Enterprise data under attack

The theft of enterprise data is a trend that is growing alarmingly, according to Nigel Hawthorne, VP of EMEA marketing at Blue Coat Systems.

“We are seeing far more targeted attacks on enterprises, with customers' data being sold on to competitors. It is easy to steal info these days - employees don't need to walk out with reams of paper; information can easily be hidden on a flash drive or smartphone.

Hawthorne cites T-Mobile as an example. “Staff at T-Mobile passed on millions of records from thousands of customers to third-party brokers, resulting in the firm being placed under investigation.” He says this can be stopped by encrypting hard discs and enforcing rules on USB drives.

Unfortunately, he says, people don't understand the value of data, and need to realise that any information of value must be kept within the organisation. “If your competitors can find out who your customers are, that's a real danger.”

Hawthorne adds that business has moved online, as more and more organisations are adopting Web-based applications. “In addition, users are increasingly bringing consumertechnologies into the workplace, generating more security risks all the time.”

Another security trend to watch out for, he says, is search engine poisoning, where cyber criminals try to get illegitimate or infected sites to appear as one of the top results in a search engine's list.

“Criminals take advantage of search engine algorithms to position hacked sites further up in the results.
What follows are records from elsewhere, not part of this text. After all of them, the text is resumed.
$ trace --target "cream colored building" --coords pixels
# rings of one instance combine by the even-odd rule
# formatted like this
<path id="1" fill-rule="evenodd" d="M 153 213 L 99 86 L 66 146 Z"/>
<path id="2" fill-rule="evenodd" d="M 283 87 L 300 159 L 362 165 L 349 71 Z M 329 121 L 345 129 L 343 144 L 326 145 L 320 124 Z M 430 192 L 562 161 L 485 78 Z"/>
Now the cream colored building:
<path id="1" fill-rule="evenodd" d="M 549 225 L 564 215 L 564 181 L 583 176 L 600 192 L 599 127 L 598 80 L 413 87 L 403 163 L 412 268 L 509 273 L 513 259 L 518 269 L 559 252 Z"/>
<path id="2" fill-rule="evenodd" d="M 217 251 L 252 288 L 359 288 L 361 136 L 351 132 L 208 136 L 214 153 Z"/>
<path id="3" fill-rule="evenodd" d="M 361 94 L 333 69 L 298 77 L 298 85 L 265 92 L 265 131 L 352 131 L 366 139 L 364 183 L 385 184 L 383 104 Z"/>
This is a simple means of driving users to malware, particularly of the variety that offers fake anti-virus scanners and suchlike,” he says.

Hawthorne mentions the recent Haiti disaster as an example, where many bogus sites appeared, conning people into believing they were making a donation to help the stricken country.

“Unfortunately, search engines are the point of access to the Internet for almost everyone who accesses it, and as such a certain amount of faith is put in both the safety and the relevance of the search results obtained.”

“The user is always the weakest link,” says Hawthorne. “In the past, careless users have been a security risk. However, these days, the Internet allows you to target very specific users.

“Human behaviour can be exploited on a whole new level now, through social engineering, and using the trust model that is the basis of Web 2.0 applications. Through social networking sites such as Facebook or Twitter, users build relationships with other users online and develop relationships of trust.”

In this way, he explains, cyber crooks can steal information such as login details, by preying on the unsuspecting. Hawthorne says the combination of these types of attacks with search engine poisoning poses a potent threat, and is something to be watched closely in 2010.

According to Hawthorne, the only effective way to combat the various attack methods is a defence that can respond in real-time. This cannot be done with only a client or on-premise defence, and needs to be boosted with cloud-based technologies.

“Many attacks only exist for a couple of hours. Cyber criminals move quickly, exploiting vulnerabilities for the brief time they exist, then moving on to the next one.”

As such, Hawthorne recommends a hybrid security solution that uses the cloud and works in conjunction with security Web gateways installed at the network's edge, to provide better protection for they type of malware attacks seen today. “Importantly, cloud technologies can be used to protect remote users, who are not office-bound.”